The IR spectra of aldehydes and ketones are characterized by strong absorptions due to C=O stretching. These occur in the region 1740–1720 cm−1 for aliphatic aldehydes and 1725–1705 cm−1 for aliphatic ketones. However conjugation to aromatic rings or alkenes weakens the carbonyl bond resulting in absorptions at lower wavenumbers.
For example, the carbonyl absorptions for aromatic aldehydes and ketones are in the regions 1715–1695 cm−1 and 1700–1680 cm−1 respectively. For cyclic ketones, the absorption shifts to higher wavenumber with increasing ring strain. For example, the absorptions for cyclohexanone and cyclobutanone are 1715 and 1785 cm−1 respectively.
In the case of an aldehyde, two weak absorptions due to C–H stretching of the aldehyde proton may be spotted, one in the region 2900–2700 cm−1 and the other close to 2720 cm−1. The aldehyde proton gives a characteristic signal in the 1H nmr in the region 9.4–10.5 ppm. If the aldehyde group is linked to a carbon bearing a hydrogen, coupling will take place, typically with a small coupling constant of about 3 Hz. Indications of an aldehyde or ketone can be obtained indirectly from the 1H nmr by the chemical shifts of neighboring groups. For example, the methyl signal of a methyl ketone appears at 2.2 ppm as a singlet.
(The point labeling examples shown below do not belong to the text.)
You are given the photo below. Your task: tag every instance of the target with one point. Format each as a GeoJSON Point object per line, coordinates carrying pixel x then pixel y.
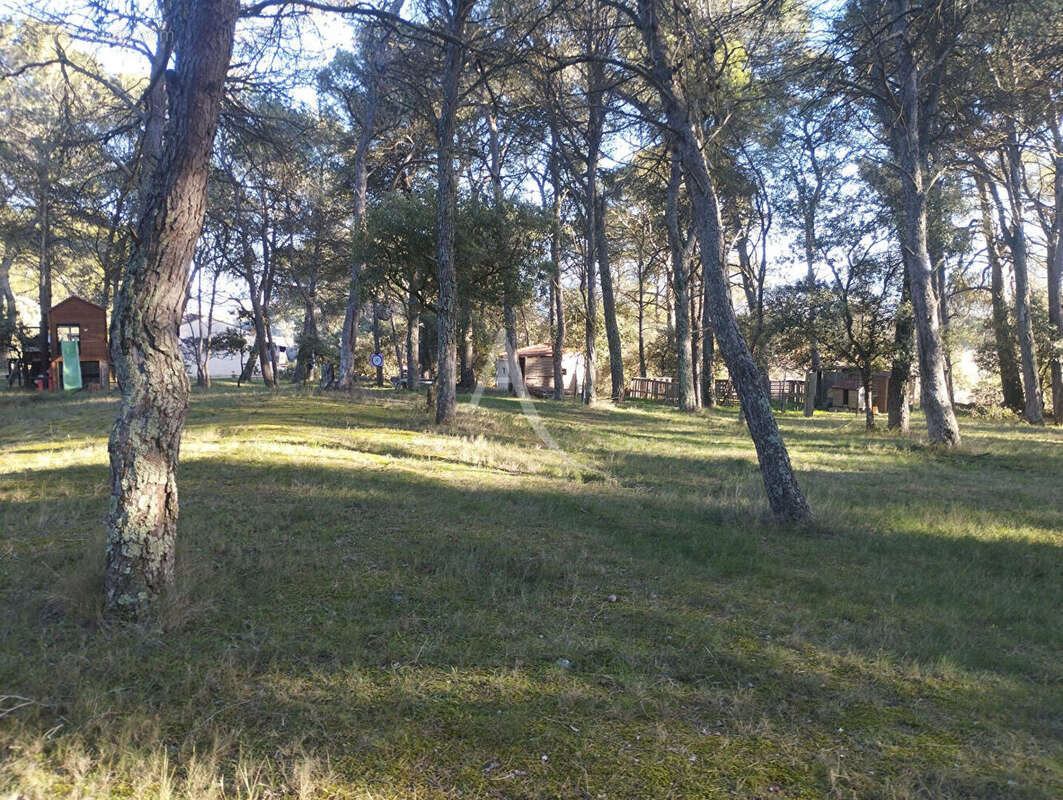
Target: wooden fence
{"type": "Point", "coordinates": [785, 394]}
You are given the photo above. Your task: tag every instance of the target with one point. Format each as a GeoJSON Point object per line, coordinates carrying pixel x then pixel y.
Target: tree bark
{"type": "Point", "coordinates": [1011, 384]}
{"type": "Point", "coordinates": [446, 193]}
{"type": "Point", "coordinates": [1015, 237]}
{"type": "Point", "coordinates": [609, 306]}
{"type": "Point", "coordinates": [556, 292]}
{"type": "Point", "coordinates": [412, 344]}
{"type": "Point", "coordinates": [44, 258]}
{"type": "Point", "coordinates": [1056, 273]}
{"type": "Point", "coordinates": [898, 414]}
{"type": "Point", "coordinates": [783, 495]}
{"type": "Point", "coordinates": [359, 182]}
{"type": "Point", "coordinates": [146, 441]}
{"type": "Point", "coordinates": [908, 151]}
{"type": "Point", "coordinates": [869, 408]}
{"type": "Point", "coordinates": [680, 286]}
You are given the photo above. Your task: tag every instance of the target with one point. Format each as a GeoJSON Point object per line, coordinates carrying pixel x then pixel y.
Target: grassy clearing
{"type": "Point", "coordinates": [372, 608]}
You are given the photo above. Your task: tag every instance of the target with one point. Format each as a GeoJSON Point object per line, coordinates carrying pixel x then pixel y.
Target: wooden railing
{"type": "Point", "coordinates": [658, 389]}
{"type": "Point", "coordinates": [785, 394]}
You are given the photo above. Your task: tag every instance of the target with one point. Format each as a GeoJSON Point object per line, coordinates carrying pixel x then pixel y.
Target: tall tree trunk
{"type": "Point", "coordinates": [9, 311]}
{"type": "Point", "coordinates": [466, 355]}
{"type": "Point", "coordinates": [44, 259]}
{"type": "Point", "coordinates": [935, 250]}
{"type": "Point", "coordinates": [376, 341]}
{"type": "Point", "coordinates": [812, 385]}
{"type": "Point", "coordinates": [680, 286]}
{"type": "Point", "coordinates": [783, 494]}
{"type": "Point", "coordinates": [708, 353]}
{"type": "Point", "coordinates": [1011, 384]}
{"type": "Point", "coordinates": [446, 193]}
{"type": "Point", "coordinates": [908, 150]}
{"type": "Point", "coordinates": [146, 441]}
{"type": "Point", "coordinates": [642, 317]}
{"type": "Point", "coordinates": [517, 387]}
{"type": "Point", "coordinates": [1015, 236]}
{"type": "Point", "coordinates": [412, 345]}
{"type": "Point", "coordinates": [898, 414]}
{"type": "Point", "coordinates": [556, 292]}
{"type": "Point", "coordinates": [609, 306]}
{"type": "Point", "coordinates": [1056, 273]}
{"type": "Point", "coordinates": [304, 361]}
{"type": "Point", "coordinates": [359, 182]}
{"type": "Point", "coordinates": [869, 408]}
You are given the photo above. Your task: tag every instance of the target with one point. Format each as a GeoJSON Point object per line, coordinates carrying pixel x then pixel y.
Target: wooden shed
{"type": "Point", "coordinates": [78, 320]}
{"type": "Point", "coordinates": [843, 388]}
{"type": "Point", "coordinates": [537, 366]}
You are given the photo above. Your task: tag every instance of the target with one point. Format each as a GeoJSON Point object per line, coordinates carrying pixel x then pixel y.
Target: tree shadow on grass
{"type": "Point", "coordinates": [409, 628]}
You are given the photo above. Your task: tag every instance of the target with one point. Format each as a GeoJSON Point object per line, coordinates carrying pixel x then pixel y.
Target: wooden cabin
{"type": "Point", "coordinates": [78, 320]}
{"type": "Point", "coordinates": [843, 390]}
{"type": "Point", "coordinates": [537, 367]}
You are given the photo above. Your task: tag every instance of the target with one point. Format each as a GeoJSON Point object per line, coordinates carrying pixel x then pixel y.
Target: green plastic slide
{"type": "Point", "coordinates": [71, 367]}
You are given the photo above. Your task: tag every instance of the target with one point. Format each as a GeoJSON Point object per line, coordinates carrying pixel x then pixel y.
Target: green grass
{"type": "Point", "coordinates": [370, 607]}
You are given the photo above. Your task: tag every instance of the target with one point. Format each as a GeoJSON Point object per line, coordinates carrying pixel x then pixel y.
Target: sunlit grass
{"type": "Point", "coordinates": [372, 607]}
The carbonyl carbon can be spotted as a quaternary signal in the 13C nmr spec-trum in the region 200–205 ppm for aliphatic aldehydes and 205–218 ppm for aliphatic ketones. The corresponding regions for aromatic aldehydes and ketones are 190–194 ppm and 196–199 respectively.
The mass spectra of aldehydes and ketones often show fragmentation ions resulting from bond cleavage on either side of the carbonyl group (α-cleavage). Aromatic aldehydes and ketones generally fragment to give a strong peak at m/e 105 due to the benzoyl fragmentation ion [PhC=O]+.
The carbonyl groups of saturated aldehydes and ketones give a weak absorp-tion band in their uv spectra between 270 and 300 nm. This band is shifted to longer wavelengths (300–350 nm) when the carbonyl group is conjugated with a double bond. The exact position of the uv absorption band can be useful in the structure determination of conjugated aldehydes and ketones.